Almost 20 Years Waiting for the Architects to Avoid a Disaster in Central Havana

“The building was built in 1948 and has never been touched.” (14ymedio)

14ymedio bigger14ymedio, Natalia López Moya, Havana, 29 October 2021 — Peeling walls, cracks in the ceilings of several apartments and, above all, structural cracks keep the 21 families who live in a building on San Nicolás street near the corner with Salud, in Central Havana, in suspense. “This building was built in 1948 and has never been touched. It was reported for maintenance in 2004, architects from the community came, did the lifting and we are still waiting for them,” Miladis, one of the residents of the building, tells 14ymedio.

The 2019 tornado damaged the corner of a room in this Havanan’s apartment. “When I informed the municipal government, an architect came and told him that I needed to find a way to knock down the damaged wall and rebuild it, so that it would not fall into an access corridor of the building. And do you know what the architect told me?

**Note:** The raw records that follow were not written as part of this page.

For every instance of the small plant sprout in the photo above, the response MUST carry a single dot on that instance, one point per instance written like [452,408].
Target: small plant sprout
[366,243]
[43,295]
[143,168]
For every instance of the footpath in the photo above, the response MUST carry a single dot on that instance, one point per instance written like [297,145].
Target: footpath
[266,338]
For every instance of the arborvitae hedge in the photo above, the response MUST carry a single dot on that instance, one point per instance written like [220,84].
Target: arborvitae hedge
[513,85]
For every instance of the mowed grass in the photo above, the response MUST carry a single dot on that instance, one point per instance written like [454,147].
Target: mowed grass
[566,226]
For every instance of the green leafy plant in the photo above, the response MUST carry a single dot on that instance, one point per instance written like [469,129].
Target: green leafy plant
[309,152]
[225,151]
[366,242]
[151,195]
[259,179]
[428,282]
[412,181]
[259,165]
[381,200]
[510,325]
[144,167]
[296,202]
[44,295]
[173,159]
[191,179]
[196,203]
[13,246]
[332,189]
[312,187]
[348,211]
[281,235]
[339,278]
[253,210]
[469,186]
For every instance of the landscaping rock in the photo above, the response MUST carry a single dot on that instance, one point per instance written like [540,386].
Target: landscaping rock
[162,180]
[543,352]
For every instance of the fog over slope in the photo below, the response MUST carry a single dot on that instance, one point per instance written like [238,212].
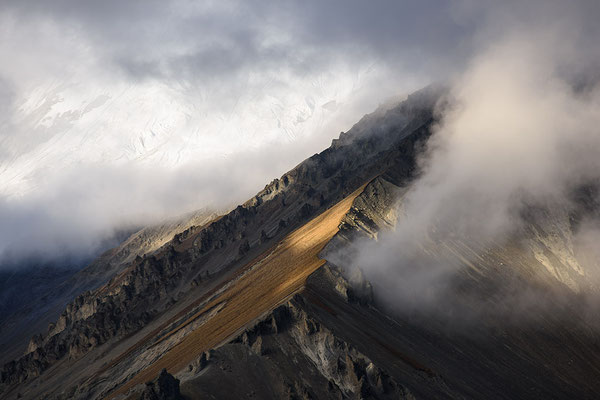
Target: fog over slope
[118,115]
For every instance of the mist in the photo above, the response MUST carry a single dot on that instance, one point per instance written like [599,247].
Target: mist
[518,130]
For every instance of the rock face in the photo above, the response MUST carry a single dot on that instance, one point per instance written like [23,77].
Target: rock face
[165,387]
[334,335]
[135,295]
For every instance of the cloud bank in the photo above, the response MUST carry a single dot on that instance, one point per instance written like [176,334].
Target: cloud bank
[521,129]
[118,114]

That it was my problem if a piece of concrete fell on someone’s head.”

Like Miladis, many residents of the building are willing to fix their homes, but due to the high prices of construction materials — due, among other causes, to the inflation that the country is experiencing — they do not have the means to carry out repair work independently.

Due to the proximity of the building to the sea, the saltpeter has been wearing down the walls. (14ymedio)

The problem is repeated throughout the neighborhood, with the exception of some houses where the recent painting of the facade reveals a private business, a private guest house that is preparing for the arrival of tourists or the existence of an emigrant in the family who sends those dollars with which you can still get some products to repair homes.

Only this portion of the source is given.